There can be no assurance that the Arrangement will occur. The proposed Arrangement is subject to certain approvals and the fulfilment of certain conditions, and there can be no assurance that any such approvals will be obtained and/or any such conditions will be met.
Further details regarding the terms of the transaction are set out in the Arrangement Agreement and will be provided in a management information circular which will be available under the profile of InterOil Corporation at www.sedar.com.

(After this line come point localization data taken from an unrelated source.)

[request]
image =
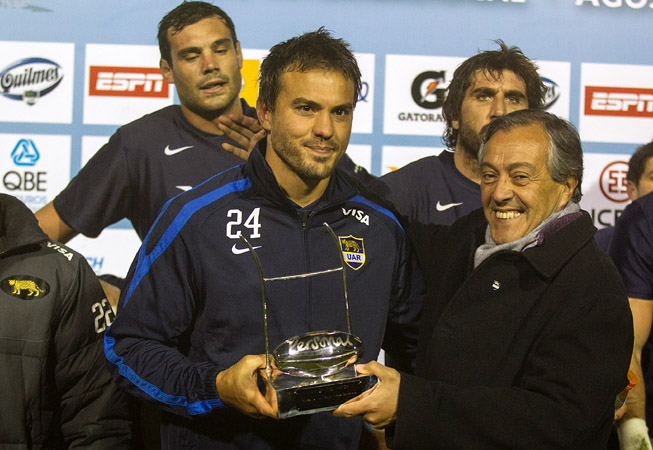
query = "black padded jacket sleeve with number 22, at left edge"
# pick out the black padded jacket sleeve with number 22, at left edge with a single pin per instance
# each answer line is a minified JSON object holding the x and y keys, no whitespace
{"x":93,"y":411}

Forward Looking Statements
This infographic includes “forward-looking statements”. All statements, other than statements of historical facts, included in this infographic are forward-looking statements. These statements are based on the current belief of InterOil, as well as assumptions made by, and information currently available to InterOil. No assurances can be given however, that these events will occur. Actual results could differ, and the difference may be material and adverse to the combined company and its shareholders. Such statements are subject to a number of assumptions, risks and uncertainties, many of which are beyond the control of the InterOil, which may cause actual results to differ materially from those implied or expressed by the forward-looking statements. These include in particular information and statements relating to InterOil’s agreement with Oil Search and the ability to realize the anticipated benefits and the other risk factors discussed in InterOil’s publicly available filings, including but not limited to the size or timing of any payment under the CVR, any future performance of InterOil or Oil Search, the ability to satisfy the conditions to closing of the Oil Search transaction, either on the expected timline or at all, the future trading price of InterOil or Oil Search securities, the ability to integrate the businesses of InterOil and Oil Search, and those factors in InterOil’s annual report for the year ended December 31, 2015 on Form 40-F and its Annual Information Form for the year ended December 31, 2015. InterOil disclaims any intention or obligation to update or revise any forward-looking statements, whether as a result of new information, future events or otherwise, except as expressly required by applicable laws.